Someone needs to start the betting book on this one. It would be EPIC!!!!n (With "nobody" of course being a choice)
 
This sure is getting interesting, especially if you have a nihilist streak in you.

If this is more widespread than we know - it may be, it may not be - it's fair to wonder if the 25th isn't getting a good go-over right now.
 
Trump is pulling out his hair right now, screaming and ordering his entire staff waterboarded.
It's funny, just last week I was thinking that the leaks in the White House seemed to have pretty much dried up. Now there's this week.
Actually he was just receiving praise and a standing ovation from law enforcement officers association....
Yeah, well just wait 'til Dad gets home....
 
Dana Perino drew a line from this op ed right to Woodward's book.
In what way?
The timing. The similarities. Woodward is trying to increase pre release sales before the entire book gets picked apart. Just like the two exposes Woodward did to Bush.

The Times either was in on the deception or they were catfished. It's a fake out worthy of Sacha Baron Cohen.
 
One of the more interesting excerpts from the Op-Ed is that members of the cabinet had actually discussed utilizing the 25th amendment:

"Given the instability many witnessed, there were early whispers within the cabinet of invoking the 25th Amendment, which would start a complex process for removing the president. But no one wanted to precipitate a constitutional crisis. So we will do what we can to steer the administration in the right direction until — one way or another — it’s over."

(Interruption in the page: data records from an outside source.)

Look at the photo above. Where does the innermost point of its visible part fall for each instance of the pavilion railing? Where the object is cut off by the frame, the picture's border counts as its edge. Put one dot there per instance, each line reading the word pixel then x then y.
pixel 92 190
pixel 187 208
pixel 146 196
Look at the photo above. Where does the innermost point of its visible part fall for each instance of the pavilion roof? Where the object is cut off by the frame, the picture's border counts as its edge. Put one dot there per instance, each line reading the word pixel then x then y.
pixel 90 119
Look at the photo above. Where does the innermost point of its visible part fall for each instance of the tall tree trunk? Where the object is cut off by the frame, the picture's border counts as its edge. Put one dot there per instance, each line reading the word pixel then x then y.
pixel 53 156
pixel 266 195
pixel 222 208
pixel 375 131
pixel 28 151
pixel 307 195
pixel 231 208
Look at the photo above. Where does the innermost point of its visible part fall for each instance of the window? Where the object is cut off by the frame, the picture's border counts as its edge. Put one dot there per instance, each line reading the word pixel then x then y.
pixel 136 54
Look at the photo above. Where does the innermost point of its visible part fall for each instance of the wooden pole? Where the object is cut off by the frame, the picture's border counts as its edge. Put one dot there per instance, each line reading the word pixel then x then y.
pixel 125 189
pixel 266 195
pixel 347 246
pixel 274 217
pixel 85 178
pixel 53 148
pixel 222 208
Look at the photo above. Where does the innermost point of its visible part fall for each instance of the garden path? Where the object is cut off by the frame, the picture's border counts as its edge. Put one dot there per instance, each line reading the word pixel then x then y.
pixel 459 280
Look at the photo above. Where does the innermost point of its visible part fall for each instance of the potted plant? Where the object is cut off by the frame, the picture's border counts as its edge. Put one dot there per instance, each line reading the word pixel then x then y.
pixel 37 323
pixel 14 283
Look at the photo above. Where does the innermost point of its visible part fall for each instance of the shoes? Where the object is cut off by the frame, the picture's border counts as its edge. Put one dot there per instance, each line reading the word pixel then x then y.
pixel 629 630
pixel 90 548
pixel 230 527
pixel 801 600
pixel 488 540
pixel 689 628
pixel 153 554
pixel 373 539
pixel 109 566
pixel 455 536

Yeah, those close to him know exactly what a danger he is to the nation. I am glad they have discussed it among themselves.
 
The NY Times is now about as credible as the National Enquirer but not nearly as entertaining.
 
:Thank heaven there are still patriots who put country before loyalty to the Orange menace.

God Speed to them.

This “Patriot” needs to be dragged out into the Rode Garden, put on their knees, then shot in the back of the head with a shotgun before having their carcass mounted on a pole on the front lawn for everyone to see.
 
:Thank heaven there are still patriots who put country before loyalty to the Orange menace.

God Speed to them.

This “Patriot” needs to be dragged out into the Rode Garden, put on their knees, then shot in the back of the head with a shotgun before having their carcass mounted on a pole on the front lawn for everyone to see.